One way of better understanding how this unification through fragmentation occurs is by recognizing the integral difference between the practice of autobiographical and diary writing. As Lejeune writes in his essay, “The Diary as ‘Antifiction,’” “the problem of autobiography is the beginning, the gaping hole of the origin, whereas for the diary it is the ending, the gaping hole of death” (201–2). Since the diarist never knows what will happen next, life is presented as a series of unfolding events without any “retrospective point of view” (Cates 213). For this reason, as various critics of diary writing have pointed out, fictional diaries often sound overly contrived and constructed. It is this sense of an unknown future that is so difficult to replicate in the fictional realm. Generally, there is no way of knowing what past events will gain in significance over time or become irrelevant, so in a nonfictional journal all events, experiences, and reflections stand within a certain range of equality on the page. In this way diaries, unlike autobiographies, represent a relatively unsentimentalized or unfiltered view of everyday life, as much as that is possible. This unfolding more closely resembles life as it is actually experienced, with the act of representing one’s self and the places one inhabits as something always entrenched in the present, with no clear or definite sense of what the future holds or how the past will link to that future. This structural difference between diaries and other forms of personal writing and composing ensures that even the most public nonfictional diary—a diary, for example, created with the intention of publication—always maintains some pretense of itself as a private document. The underlying narrative structure of the diary can never be fully decoded since the future arc of the story always remains a mystery to the writer herself. Even, or perhaps especially, for its writer, though also for its audience, the diary is a somewhat contained and mysterious text.
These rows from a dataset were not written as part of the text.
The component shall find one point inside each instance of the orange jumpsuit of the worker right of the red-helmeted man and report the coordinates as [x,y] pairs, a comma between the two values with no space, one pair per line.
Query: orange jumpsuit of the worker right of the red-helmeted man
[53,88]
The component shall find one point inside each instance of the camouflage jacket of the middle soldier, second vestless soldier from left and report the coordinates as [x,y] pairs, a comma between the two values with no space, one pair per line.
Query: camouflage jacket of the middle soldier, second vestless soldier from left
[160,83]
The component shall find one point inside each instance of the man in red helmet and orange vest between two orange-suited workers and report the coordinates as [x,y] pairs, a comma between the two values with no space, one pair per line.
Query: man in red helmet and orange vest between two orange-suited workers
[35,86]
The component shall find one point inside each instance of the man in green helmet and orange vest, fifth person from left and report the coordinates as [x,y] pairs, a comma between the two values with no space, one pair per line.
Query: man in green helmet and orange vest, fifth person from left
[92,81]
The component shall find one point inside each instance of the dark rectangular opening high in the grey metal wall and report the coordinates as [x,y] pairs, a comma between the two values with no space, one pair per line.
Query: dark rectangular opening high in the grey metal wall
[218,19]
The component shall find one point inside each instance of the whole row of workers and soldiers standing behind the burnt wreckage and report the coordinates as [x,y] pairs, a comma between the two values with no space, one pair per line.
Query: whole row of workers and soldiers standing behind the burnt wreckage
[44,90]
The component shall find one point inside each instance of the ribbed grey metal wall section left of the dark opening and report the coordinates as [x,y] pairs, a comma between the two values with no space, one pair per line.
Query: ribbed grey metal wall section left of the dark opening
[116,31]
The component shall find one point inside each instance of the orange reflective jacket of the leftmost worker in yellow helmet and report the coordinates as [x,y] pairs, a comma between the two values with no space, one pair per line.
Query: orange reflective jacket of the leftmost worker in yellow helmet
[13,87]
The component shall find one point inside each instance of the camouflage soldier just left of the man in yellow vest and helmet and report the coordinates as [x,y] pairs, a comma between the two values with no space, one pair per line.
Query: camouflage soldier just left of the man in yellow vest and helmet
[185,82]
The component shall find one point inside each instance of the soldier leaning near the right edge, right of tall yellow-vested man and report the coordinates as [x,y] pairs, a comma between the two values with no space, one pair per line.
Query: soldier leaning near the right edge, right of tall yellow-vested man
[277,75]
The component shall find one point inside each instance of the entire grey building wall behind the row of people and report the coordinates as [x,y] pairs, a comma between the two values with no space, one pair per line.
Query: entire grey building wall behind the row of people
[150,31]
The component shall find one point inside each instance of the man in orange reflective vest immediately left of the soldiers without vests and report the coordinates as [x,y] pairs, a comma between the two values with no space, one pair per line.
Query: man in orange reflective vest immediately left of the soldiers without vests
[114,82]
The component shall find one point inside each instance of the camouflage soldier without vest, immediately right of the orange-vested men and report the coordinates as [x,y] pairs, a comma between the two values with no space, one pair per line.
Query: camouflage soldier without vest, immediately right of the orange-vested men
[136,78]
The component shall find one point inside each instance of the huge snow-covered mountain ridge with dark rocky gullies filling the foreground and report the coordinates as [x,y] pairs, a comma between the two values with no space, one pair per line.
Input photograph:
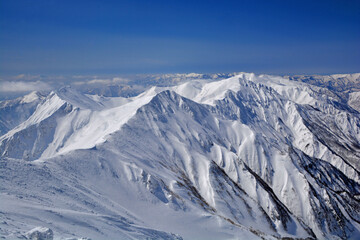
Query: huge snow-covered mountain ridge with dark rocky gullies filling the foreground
[246,157]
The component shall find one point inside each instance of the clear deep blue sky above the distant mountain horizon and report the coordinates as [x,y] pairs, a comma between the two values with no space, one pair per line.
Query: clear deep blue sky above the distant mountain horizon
[107,37]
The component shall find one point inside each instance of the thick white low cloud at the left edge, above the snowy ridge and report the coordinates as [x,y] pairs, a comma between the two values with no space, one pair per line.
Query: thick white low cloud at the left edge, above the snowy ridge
[23,86]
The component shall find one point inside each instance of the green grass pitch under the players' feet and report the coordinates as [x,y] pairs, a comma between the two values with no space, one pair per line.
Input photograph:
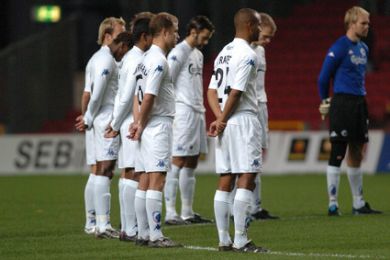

As a mode of life writing that always involves some mysterious elements and hinges on an unknown future, the graphic diary therefore differs dramatically from the recently popularized “graphic novel memoir,” like Alison Bechdel’s Fun Home or Marjane Satrapi’s Persepolis, in which the story line frequently pivots around an often traumatic event or series of events from the past. As Isaac Cates explains, “A memoir, in comics or in prose, requires a degree of structure, a degree of deliberate storytelling, that is not available to diary comics, because the diarist can never entirely see the larger plots and arguments that his life will eventually fulfill” (214). By presenting life as a set of vignettes without any obvious links between individual images, the graphic journal more clearly reflects the absolute integration of past experiences and settings of all kinds into an animated present, especially because there is rarely a definite sense of how one location or experience will relate to another over time. It is in part for this reason that Davis’s diary showcases a self reflective of Eakin’s “totality of [a] subjective experience,” rather than, as in Make Me a Woman, a self composed of predetermined public identities. The added autobiographical narrative element incorporated into Davis’s second book allows for a more focused self-analysis. It could be said, then, that in Spaniel Rage Davis introduces many of the themes she later and more directly explores in Make Me a Woman. The graphic diary allows her the freedom to pose questions without necessarily answering them. It serves as a kind of dress rehearsal for a more fully developed and manifestly public exploration of what eventually reveals itself, for the author, to be a most urgent and vital set of questions about self-representation and self-knowledge, and which is evoked most explicitly in relation to representations of Jewish identity.